The unbundling of Eskom will begin with the setting up of a transmission company with its own independent board by the middle of the year, according to the 2019 budget tabled by Finance Minister Tito Mboweni on Wednesday.
"Priority will be given to the creation of the transmission company by establishing a subsidiary of Eskom Holdings with an independent board appointed by mid-2019," an annexure to the budget devoted to the restructuring of the company notes.
It says the new company would own the entire existing Eskom transmission network -- the grid, substations, the national control centre and system operator assets, as well as the utility's Peaker power stations, which house pumped storage, hydro and gas turbines.
The split was envisioned in government policy documents written 20 years ago but was finally announced by President Cyril Ramaphosa in his state of the nation address earlier this month.
In his budget, Mboweni makes plain that it is a condition for additional, provisional financial support for the ailing utility of R69 billion over the next three years.

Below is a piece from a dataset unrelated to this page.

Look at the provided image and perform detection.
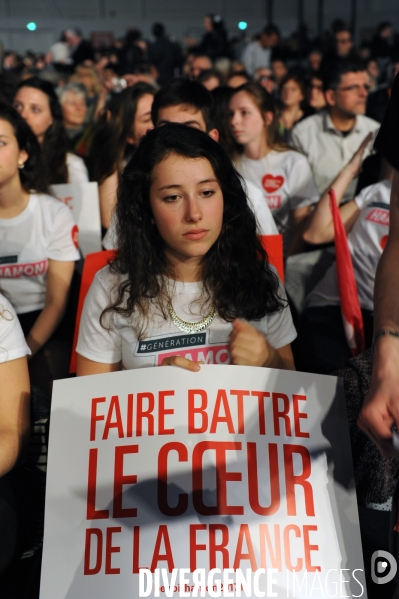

National Treasury notes in the budget documents that the vast, vertically integrated structure of Eskom at the moment, means that a problem experienced in one part of the business threatened the entire company and affects the energy stability of the whole country.
An unbundling will "mitigate the risk arising from an Eskom that is 'too big to fail' and limit financial contagion from underperforming parts of Eskom's generation business, where most of the problems originate," it said.
It will also allow the sector to embrace clean technology and diversify generation "across a multitude of producers".
Creating the new transmission company will require a complex set of technicalities, including migrating property rights presently held by Eskom and amending the transmission licence to allow the new entity to buy and sell electricity.
It will also require staff to be transferred from Eskom to the new business.
Mboweni also made his lifeline to the company - intended to help it service its debt costs - conditional on adherence to a turnaround plan that proposes improving workforce efficiency and rationalising mid management staff.
He said Eskom had committed to saving more than R22 billion per year by 2022 but this excluded cutting its salary bill.